Biography
Although he was the son of a poor Anglican curate, Thomas Otway (AHT-way) was educated at Winchester School and Oxford University. He left the university in 1671, however, before receiving a degree, perhaps because of the death of his father. What he did between leaving the university and the production in 1675 of his first play, the bombastic Alcibiades, is unknown. The following year a second play, a tragedy in heroic couplets titled Don Carlos, was produced, an adaptation of César Vichard St. Réal’s French tragedy of the same title. Don Carlos, Prince of Spain proved successful on the stage and made Otway’s reputation as a leading playwright of the time. He wrote a number of other tragedies and comedies adapted from the French drama of Molière and Jean Racine. His success brought him acquaintance and friendship with the leading figures of the stage and court.

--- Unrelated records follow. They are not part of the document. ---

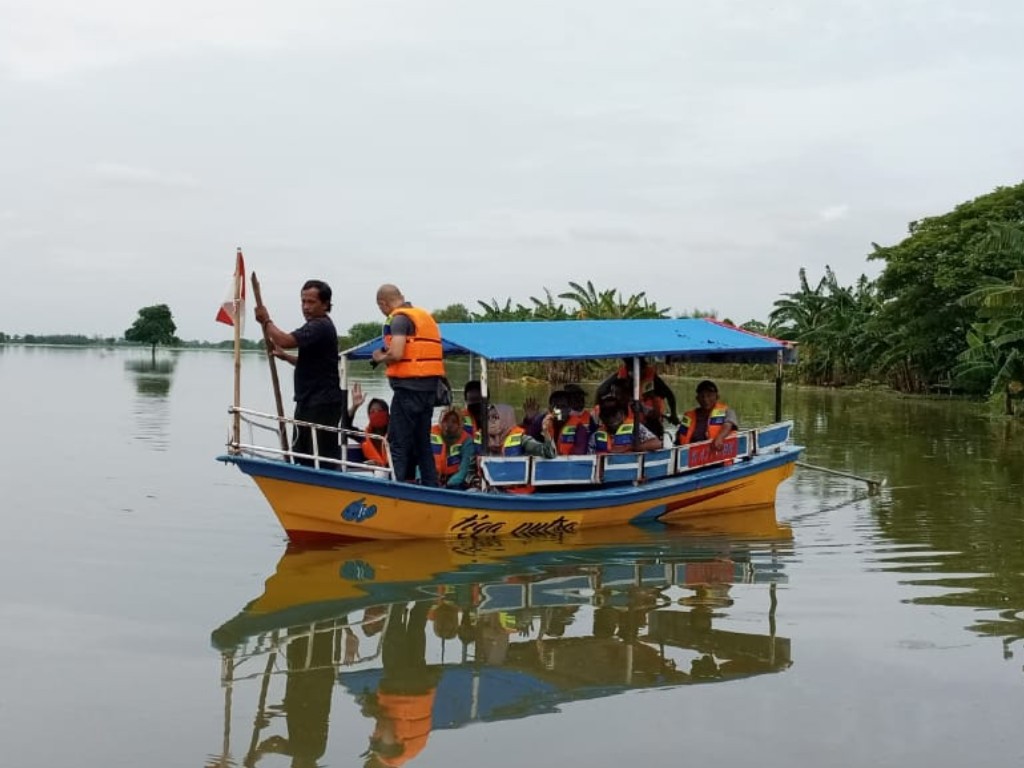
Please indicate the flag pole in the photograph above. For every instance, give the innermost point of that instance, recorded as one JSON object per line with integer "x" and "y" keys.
{"x": 282, "y": 430}
{"x": 239, "y": 284}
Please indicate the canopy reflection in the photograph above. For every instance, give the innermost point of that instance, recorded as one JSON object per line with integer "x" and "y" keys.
{"x": 429, "y": 635}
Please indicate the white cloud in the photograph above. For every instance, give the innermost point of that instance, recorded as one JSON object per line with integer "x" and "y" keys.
{"x": 834, "y": 213}
{"x": 120, "y": 174}
{"x": 470, "y": 150}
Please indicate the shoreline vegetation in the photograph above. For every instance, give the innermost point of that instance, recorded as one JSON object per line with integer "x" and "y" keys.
{"x": 945, "y": 316}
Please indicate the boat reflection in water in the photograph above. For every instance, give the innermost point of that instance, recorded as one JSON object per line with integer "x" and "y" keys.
{"x": 429, "y": 635}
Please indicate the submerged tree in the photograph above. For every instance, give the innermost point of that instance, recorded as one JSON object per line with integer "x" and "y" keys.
{"x": 155, "y": 325}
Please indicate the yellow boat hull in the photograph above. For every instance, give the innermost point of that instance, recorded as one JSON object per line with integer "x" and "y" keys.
{"x": 318, "y": 505}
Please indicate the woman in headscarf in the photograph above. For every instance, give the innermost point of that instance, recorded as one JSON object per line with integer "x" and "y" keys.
{"x": 378, "y": 413}
{"x": 506, "y": 437}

After he was rejected by an actress, Mrs. Barry, for whom he bore a lifelong love, Otway in 1678 joined the English army and received a commission as ensign within a short time. He returned to London the following year and resumed his writing. He was granted a master of arts degree by St. John’s College, Cambridge University, in 1680. In The Soldier’s Fortune, a successful original comedy in which he drew on his military experience, he turned to blank verse. Venice Preserved: Or, A Plot Discovered, which is generally considered his greatest play, followed in 1682. One more play, The Atheist, was produced in 1684. Although successful on the stage and in print, Otway’s works were insufficient to produce an income for him, and his life was beset by financial difficulties. He was an impetuous man and reputedly fought several duels successfully. He died in questionable circumstances. Several accounts, none verified, have been offered as to the manner of his death in his thirty-fourth year, but the most common is that he died in a shop near the sponging house in which he was then living. In his plays Otway illustrated the tendency of the drama of the Restoration period to move away from heroic bombast to sentimentality and pathos.